Üye Devletlerin Kurtarma Fonu çerçevesinde alacakları yardımların ulusal kurtarma planları doğrultusunda gerçekleştirilecek reformlarla ilişkilendirilmesi nedeniyle yardımların yönetişimi müzakerelerin gündemini meşgul eden konulardan oldu. Herhangi bir Üye Devlete, reformlara uyulmadığını düşünmesi halinde, diğer bir devlete verilen yardımlara itiraz etme ve geçici olarak durdurma yetkisi verildi. Ortak borçlanmaya karşı olan ve liderler toplantısında müzakereleri tıkamaktan çekinmeyen Hollanda’nın vetosu ancak bu şekilde aşılabildi.
Macaristan ve Polonya’nın itirazları sonucu fonlardan faydalanılması için Avrupa demokratik değerleri ve hukukun üstünlüğüne uyulmasının şart koşulması yönündeki ibarenin kabul edilmemesi 90 saatlik müzakere sürecinde verilen tavizlerden. Bağlayıcı bir madde yerine Sonuç Bildirgesi’nde AB Konseyi hukukun üstünlüğüne riayet edilmesinin önemini vurgulamakla yetinildi. Tamamen kaldırılması istenen bütçe katkıları üzerinden alınan iade miktarlarında ”Tutumlu Dörtlü” ve Almanya lehine artış verilmesi de tavizler arasında yer alıyor.
Anlaşmada belirtilen AB fonlarından faydalanabilmek için gerek hukukun üstünlüğüne uyma gerekse reformlar doğrultusunda ilerleme kaydetme koşulu ile ilgili maddelerde anlaşma metninde kullanılan ifadelerin belirsizliği yapılan analizlerde dikkat çekiyor. Çeşitli sektör ve programlara bütçeden ne kadar pay ayrılacağı da AB Konsey toplantısında tartışılan konulardan.
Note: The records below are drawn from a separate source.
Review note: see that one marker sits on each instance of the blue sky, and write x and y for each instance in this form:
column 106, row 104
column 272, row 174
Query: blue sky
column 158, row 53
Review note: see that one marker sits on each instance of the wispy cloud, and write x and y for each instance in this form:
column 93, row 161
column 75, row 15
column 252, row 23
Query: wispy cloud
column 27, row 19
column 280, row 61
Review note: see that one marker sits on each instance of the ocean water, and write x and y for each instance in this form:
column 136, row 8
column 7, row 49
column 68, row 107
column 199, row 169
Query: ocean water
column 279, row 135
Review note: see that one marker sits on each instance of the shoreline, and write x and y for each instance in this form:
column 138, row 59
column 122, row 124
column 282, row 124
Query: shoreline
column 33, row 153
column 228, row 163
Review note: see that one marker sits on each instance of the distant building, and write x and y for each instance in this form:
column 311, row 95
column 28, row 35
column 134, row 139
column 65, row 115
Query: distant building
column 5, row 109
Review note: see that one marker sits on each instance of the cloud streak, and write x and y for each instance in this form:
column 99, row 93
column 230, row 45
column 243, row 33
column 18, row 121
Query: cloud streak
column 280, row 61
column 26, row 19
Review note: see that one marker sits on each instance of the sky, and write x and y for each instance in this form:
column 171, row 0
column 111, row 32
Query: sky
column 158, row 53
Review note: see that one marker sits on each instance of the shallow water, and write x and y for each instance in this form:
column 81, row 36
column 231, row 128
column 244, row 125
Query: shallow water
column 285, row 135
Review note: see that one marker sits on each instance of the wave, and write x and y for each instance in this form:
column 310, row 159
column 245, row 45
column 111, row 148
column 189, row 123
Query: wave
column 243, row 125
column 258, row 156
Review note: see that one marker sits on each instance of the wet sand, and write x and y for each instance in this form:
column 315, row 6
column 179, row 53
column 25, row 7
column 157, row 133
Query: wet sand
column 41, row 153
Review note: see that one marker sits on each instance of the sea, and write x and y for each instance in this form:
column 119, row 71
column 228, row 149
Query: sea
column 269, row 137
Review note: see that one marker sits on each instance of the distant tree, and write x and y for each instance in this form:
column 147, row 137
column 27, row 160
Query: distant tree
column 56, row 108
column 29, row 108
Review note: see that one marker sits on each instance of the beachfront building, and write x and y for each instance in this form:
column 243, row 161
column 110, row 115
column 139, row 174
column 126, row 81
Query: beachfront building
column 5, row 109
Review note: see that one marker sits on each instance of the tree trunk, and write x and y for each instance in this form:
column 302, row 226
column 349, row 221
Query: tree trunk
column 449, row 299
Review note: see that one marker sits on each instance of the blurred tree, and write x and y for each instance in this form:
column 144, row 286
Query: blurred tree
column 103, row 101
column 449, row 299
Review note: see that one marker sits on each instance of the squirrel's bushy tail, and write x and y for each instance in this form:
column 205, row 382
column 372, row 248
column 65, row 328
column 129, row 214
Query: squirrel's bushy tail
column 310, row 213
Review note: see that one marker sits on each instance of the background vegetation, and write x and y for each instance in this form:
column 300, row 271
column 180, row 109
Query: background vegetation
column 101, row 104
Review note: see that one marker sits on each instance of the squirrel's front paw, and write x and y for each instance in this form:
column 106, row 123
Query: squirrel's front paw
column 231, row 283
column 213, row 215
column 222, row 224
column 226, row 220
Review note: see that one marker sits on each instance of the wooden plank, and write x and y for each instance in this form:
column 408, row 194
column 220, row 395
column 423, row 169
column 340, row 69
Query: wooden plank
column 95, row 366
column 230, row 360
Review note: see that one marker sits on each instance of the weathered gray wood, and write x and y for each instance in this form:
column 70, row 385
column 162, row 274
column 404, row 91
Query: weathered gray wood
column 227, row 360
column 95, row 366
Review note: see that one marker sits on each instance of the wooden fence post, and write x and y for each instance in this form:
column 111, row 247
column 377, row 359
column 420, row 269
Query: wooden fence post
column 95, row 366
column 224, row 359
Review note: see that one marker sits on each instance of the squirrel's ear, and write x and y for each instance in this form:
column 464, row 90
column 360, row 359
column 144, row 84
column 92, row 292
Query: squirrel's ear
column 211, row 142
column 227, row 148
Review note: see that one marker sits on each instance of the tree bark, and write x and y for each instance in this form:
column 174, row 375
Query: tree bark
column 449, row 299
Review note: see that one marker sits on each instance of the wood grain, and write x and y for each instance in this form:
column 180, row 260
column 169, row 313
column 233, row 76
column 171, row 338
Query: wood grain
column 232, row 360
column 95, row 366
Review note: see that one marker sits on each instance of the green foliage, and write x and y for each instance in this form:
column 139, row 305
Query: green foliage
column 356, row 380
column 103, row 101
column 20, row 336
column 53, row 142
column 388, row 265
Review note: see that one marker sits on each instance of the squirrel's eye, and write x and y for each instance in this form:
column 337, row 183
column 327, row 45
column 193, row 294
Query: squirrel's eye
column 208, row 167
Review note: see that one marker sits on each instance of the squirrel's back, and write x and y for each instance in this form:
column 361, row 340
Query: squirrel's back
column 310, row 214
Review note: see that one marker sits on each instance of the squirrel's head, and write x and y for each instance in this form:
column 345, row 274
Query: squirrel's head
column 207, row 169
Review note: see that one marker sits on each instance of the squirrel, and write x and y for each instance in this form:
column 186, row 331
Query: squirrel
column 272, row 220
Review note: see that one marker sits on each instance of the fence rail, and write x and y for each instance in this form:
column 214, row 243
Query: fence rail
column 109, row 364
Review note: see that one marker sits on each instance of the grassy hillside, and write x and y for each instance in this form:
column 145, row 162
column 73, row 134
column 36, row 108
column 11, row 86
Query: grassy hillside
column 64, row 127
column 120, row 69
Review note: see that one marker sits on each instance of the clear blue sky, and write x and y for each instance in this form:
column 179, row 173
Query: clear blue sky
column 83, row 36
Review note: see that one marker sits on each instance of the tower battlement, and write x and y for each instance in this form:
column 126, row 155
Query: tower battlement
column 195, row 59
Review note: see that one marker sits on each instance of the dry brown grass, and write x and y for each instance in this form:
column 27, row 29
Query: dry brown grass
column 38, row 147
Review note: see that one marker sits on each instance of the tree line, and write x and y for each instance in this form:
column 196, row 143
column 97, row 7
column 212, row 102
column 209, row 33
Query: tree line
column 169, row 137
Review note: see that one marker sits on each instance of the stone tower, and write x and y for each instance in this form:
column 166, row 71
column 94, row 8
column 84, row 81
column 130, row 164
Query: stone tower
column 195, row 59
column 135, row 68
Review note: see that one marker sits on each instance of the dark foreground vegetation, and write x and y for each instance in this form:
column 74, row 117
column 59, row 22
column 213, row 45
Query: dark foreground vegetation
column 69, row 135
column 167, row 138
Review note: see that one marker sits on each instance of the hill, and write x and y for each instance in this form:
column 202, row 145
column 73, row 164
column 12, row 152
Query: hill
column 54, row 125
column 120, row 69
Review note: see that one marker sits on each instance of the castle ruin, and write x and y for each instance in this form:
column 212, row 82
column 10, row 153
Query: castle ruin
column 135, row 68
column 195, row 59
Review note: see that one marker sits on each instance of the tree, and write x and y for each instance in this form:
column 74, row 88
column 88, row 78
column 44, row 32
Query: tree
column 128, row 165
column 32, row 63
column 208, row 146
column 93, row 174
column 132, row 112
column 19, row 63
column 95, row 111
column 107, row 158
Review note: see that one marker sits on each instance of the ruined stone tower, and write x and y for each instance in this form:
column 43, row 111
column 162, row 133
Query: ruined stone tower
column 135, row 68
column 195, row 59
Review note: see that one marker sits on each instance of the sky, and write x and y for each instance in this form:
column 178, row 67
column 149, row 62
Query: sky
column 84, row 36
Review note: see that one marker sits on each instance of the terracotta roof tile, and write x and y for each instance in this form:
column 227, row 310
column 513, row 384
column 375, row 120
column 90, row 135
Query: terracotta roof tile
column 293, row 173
AB politikalarının yanı sıra Brexit sonrası uyum, göç ve sınır yönetimi, komşuluk politikası, dijital dönüşüm gibi konular bütçede yerini aldı. Verilecek fon ve kredilerin öncelikli konular olan iklim ve dijital dönüşümle uyumlu olması yönünde de uzlaşma sağlandı. Ancak birçok program için öngörülen miktarların oldukça altında kalınması ve salgın nedeniyle zorda kalan işyerlerine yardım amacıyla önerilen ‘ödeme araçlarının’ (solvency instrument) AB liderleri tarafından tamamen reddedilmesi ise en fazla eleştirilen hususların başında geliyor.
Araştırma ve dış yardımların yanı sıra en büyük hayal kırıklıklarından biri sağlık konusunda yaşandı. İlaç ve tıbbi teçhizat depolamak amacıyla salgın ilk başladığında acil ihtiyaçları karşılamak için yaratılan RescEU Programı için ek 3 milyar avro ayrılması yönünde karar alınsa da daha kapsamlı ve dirençlilik yaratmayı hedefleyen yeni sağlık programına Kurtarma Fonu’ndan aktarılması öngörülen 8 milyar avrodan müzakerelerin son aşamasında vazgeçildi. Bütçeden ayrılan fon vaat edilenin çok altında, 1,7 milyar avro olarak belirlendi. Salgının ulusal sağlık sistemleri ve kamu sağlığı üzerinde yarattığı yıkıcı etkiyi deneyimlemiş olmalarına rağmen AB liderlerinin bu konuda geri adım atmaları hızla ortak bir sağlık politikası oluşturulması yönündeki beklentileri suya düşürdü.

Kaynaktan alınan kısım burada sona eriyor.